January 2012 has already been marked by the launch of what has been touted as the panacea for our industry – a rebuttal to the online travel agency onslaught that has so dramatically shifted the hospitality power structure. I am referring of course to Room Key, the new (supposed) OTA managed by the hotels. My initial thoughts on www.roomkey.com (still considered and marketed as a ‘beta’ site) are that it’s a very good try, but not enough to get a consumer to switch away from their current favorites.
First, for those who don’t know, or who haven’t yet taken the time to analyze Room Key, I encourage you to spend a few minutes touring this new website. Launched by a consortium of six major hotel chains including Choice, Hilton, Hyatt, Intercontinental, Wyndham and Marriott, the site allows visitors to search by destination to easily find a given property. (Note the current beta version is for the US only, with other English speaking countries to follow shortly.) Once a location and property is selected, the site refers a visitor directly to the selected hotel’s official website. This transfer is seamless to the user, and low and behold, reservations are made directly with the property, thus avoiding the significant commissions that the OTAs proscribe.

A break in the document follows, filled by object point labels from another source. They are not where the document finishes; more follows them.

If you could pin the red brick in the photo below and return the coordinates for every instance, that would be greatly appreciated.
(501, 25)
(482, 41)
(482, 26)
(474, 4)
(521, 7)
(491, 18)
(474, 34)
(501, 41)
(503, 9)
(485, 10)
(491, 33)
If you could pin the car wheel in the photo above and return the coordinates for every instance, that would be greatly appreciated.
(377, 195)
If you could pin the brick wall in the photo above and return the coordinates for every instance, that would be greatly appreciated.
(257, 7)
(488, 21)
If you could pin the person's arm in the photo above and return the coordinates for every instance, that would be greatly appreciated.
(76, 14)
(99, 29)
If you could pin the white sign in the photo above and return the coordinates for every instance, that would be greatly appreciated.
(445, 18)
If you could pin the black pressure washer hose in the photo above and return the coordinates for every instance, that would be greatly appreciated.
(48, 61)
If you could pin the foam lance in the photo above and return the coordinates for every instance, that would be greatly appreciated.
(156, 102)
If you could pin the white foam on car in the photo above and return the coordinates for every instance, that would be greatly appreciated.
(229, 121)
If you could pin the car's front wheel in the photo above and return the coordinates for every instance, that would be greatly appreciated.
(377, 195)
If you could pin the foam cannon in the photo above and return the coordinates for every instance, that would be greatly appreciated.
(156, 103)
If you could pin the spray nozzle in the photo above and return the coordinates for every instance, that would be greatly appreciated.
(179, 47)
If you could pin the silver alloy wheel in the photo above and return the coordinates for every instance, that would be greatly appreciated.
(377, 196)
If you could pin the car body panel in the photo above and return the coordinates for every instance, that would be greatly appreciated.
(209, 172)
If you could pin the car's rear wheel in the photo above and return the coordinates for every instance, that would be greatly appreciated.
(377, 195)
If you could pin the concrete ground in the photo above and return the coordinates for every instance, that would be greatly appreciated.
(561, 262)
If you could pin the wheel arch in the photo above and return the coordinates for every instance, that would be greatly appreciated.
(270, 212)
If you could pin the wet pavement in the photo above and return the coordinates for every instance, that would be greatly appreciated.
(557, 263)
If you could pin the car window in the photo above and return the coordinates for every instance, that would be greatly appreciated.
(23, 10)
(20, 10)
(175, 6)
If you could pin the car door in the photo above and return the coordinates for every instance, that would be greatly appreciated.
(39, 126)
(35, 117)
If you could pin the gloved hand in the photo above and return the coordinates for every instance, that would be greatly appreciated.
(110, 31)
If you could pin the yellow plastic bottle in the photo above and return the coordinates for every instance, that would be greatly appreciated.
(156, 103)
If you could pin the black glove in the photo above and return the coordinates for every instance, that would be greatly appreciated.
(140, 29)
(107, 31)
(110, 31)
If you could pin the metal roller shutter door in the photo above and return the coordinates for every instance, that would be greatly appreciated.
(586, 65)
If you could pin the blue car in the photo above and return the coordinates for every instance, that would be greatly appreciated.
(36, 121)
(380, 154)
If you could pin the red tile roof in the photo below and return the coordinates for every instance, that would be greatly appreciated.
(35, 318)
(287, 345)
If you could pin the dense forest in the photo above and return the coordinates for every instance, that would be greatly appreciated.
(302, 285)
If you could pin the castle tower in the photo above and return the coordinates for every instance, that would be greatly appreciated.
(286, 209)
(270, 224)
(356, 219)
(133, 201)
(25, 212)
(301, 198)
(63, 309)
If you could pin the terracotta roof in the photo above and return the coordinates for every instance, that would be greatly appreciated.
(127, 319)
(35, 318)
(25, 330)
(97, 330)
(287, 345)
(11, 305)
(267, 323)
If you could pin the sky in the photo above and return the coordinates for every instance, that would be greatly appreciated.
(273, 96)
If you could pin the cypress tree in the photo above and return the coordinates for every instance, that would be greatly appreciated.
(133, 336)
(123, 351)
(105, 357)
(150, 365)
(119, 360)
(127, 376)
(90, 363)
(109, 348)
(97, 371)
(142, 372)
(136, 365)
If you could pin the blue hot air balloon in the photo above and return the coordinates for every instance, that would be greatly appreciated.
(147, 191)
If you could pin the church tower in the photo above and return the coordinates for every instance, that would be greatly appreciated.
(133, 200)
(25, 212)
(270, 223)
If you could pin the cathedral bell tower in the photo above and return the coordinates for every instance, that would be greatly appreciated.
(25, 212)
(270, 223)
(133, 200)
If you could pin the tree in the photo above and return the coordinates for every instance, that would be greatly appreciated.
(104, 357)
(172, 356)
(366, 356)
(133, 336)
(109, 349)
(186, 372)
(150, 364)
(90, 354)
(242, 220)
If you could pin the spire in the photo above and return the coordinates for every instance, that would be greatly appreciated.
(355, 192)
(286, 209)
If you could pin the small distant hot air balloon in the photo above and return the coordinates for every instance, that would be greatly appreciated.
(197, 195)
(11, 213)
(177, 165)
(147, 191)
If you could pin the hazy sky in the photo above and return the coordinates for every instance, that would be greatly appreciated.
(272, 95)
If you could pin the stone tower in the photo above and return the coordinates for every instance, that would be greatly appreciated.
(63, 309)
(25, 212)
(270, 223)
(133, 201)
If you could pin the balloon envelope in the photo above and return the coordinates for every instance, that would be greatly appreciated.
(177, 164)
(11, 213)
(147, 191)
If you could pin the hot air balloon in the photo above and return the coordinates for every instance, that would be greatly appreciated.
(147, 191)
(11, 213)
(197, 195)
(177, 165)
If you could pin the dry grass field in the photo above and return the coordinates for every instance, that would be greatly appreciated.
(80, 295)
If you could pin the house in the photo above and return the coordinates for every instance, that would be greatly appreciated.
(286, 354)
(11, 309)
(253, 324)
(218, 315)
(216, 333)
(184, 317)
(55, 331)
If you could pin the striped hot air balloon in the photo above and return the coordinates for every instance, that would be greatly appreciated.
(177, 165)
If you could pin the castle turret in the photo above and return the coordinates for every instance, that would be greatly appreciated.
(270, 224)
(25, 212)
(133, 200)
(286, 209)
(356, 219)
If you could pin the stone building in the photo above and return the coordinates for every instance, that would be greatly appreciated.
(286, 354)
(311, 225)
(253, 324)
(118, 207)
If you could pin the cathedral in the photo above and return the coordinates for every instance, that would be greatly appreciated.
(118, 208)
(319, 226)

Room Key’s aesthetics are sophisticated, clean and quite welcoming. The performance of the site is also exemplary. Try as I might, it completed searches quickly and flawlessly, delivering accurate results, even in locations that I thought were obscure. Immediate results allow you to search by star rating or price. Links to Google Maps in the same interface allow for easy understanding of micro-location details. A terrific feature allows for instant email to a user’s traveling companions of details on a prospective property.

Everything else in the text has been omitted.